You often ask me whether the scientists are working on a vaccine or when I think it'll be over. Truth is, we have no idea at this point when life will get back to the normal we once knew, it it ever will. In some ways, I hope it stays changed. People have used their cars less, wasted less meaning the environment has had a bit of a breather. People have come together as communities, gathered on their doorsteps and celebrated the NHS. Looked out for each other and meant it when they've asked "you ok?" Recent visits, (albeit in the garden and still keeping our distances) have meant so much more. That said, I also can't wait to be able to just go round someone's house and actually go indoors and share a meal at the same table as each other. Something that was perfectly normal 3 months ago and now seems completely alien. 

I feel like you are living through a bit of history sweetheart. Not only is the pandemic around us, but there's a Black Lives Matter movement that it, thankfully, getting a lot of press at the moment. Now, when you are older and you read this, I hope you look back and think that was when things finally changed. That the scenes of brutality and the heart-breaking stories that we've been seeing are just that, a thing of history, gut wrenching images to be studied and learnt from but no longer lived through. That the voices saying "enough is enough" broke through and change happened. It's something we talk about a lot at home. It is something we will continue to talk about a lot. Your current stance, as a police obsessed six year old is that "those police officers who just people by the colours they are should be locked up for 15 years and I will lock them up when I am a police officer." You also like saying "no one chooses whether they are peach (you never call us white despite knowing the term) or black. They just are peach or black. What difference does it make." We have to continue to question what we hear, what we see, everything. We have to be an ally. 

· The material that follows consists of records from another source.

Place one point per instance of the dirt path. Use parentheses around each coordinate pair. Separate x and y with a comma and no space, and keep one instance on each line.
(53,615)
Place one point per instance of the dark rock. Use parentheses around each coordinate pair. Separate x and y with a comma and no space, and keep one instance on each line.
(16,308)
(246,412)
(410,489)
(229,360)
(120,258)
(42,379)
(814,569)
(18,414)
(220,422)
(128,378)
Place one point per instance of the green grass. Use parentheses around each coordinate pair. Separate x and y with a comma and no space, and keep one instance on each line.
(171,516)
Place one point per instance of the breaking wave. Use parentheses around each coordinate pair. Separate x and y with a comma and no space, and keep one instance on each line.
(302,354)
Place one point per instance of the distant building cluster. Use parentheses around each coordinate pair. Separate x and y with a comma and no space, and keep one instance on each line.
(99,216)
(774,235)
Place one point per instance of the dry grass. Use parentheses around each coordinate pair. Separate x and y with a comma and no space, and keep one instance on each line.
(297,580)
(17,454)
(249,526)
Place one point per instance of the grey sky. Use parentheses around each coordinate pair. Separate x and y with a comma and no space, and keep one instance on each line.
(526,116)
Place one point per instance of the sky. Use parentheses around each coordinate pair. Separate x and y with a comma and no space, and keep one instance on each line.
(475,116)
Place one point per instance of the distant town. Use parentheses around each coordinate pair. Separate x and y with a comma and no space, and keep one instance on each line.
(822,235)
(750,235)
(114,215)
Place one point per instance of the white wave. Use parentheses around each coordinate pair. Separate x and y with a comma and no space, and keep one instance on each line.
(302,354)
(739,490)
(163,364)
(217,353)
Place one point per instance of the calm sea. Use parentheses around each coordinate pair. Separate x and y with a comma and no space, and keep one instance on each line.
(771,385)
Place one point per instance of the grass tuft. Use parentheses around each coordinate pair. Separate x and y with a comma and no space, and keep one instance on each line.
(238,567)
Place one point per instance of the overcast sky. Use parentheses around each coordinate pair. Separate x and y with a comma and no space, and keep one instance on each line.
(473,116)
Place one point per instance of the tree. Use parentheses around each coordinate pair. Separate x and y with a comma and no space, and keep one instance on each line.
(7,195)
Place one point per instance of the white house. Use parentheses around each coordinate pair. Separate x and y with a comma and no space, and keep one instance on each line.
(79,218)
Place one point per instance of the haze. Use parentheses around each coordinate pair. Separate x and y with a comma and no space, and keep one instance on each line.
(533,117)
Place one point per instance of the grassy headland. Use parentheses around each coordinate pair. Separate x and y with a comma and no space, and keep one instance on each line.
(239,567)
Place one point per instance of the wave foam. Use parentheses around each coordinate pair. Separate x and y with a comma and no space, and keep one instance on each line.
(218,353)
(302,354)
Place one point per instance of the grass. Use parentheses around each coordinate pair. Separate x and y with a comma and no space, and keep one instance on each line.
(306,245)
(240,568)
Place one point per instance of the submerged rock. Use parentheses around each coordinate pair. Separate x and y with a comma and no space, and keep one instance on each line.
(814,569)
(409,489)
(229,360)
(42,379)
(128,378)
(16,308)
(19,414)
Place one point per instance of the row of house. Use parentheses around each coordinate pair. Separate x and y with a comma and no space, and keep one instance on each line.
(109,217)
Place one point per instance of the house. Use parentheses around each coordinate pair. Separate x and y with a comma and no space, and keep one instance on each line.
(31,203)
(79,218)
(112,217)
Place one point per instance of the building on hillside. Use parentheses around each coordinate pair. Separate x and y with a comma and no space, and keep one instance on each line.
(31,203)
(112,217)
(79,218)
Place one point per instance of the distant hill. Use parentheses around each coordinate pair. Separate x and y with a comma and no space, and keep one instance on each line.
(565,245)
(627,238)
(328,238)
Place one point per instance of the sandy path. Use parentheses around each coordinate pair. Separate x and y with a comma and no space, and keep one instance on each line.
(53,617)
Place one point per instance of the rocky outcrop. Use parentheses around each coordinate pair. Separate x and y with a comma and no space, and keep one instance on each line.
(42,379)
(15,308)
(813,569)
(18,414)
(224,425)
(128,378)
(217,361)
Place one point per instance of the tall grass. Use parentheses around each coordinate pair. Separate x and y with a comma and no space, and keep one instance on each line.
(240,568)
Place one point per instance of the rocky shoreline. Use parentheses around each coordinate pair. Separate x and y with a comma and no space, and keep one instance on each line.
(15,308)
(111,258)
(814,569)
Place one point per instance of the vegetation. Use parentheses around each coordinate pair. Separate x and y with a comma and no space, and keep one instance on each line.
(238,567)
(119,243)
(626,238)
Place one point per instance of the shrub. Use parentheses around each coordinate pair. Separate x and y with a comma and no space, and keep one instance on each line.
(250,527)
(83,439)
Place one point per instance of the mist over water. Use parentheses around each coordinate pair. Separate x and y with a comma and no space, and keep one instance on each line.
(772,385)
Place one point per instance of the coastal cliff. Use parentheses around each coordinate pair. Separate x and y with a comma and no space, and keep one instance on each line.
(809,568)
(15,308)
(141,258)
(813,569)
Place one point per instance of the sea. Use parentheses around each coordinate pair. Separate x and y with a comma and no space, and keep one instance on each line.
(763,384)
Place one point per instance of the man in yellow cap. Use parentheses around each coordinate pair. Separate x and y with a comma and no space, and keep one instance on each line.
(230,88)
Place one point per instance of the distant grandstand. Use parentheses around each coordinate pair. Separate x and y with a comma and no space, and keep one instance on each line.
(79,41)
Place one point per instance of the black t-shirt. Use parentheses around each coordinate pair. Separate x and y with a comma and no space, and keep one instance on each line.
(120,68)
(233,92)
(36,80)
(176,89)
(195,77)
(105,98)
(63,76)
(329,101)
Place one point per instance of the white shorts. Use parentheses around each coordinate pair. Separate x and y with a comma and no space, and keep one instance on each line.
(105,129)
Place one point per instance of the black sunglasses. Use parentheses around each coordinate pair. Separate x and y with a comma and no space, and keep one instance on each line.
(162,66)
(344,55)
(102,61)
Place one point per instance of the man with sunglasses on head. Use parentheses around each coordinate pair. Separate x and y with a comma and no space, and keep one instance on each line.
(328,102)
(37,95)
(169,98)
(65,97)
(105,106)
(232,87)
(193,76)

2020 is turning out to be one hell of a year, and one I doubt will be forgotten any time soon.

That said, you've just turned 6 and at bedtime when looking at photos of how you've changed you asked me if I miss the days when you were young. You were confused when I said "yes and no." In some ways the days when you hugged me every time you left the house and needed/wanted me for everything were adorably sweet, but like I said I love how inquisitive you are now, how clever and funny. How you want to know what's going on ALL the time. The in-depth conversations we have now. You are a deep little thinker and I promise every stage is precious. I say that with love in my heart, despite us often being at logger heads with each other. We are just too similar. My apologies in advance for that.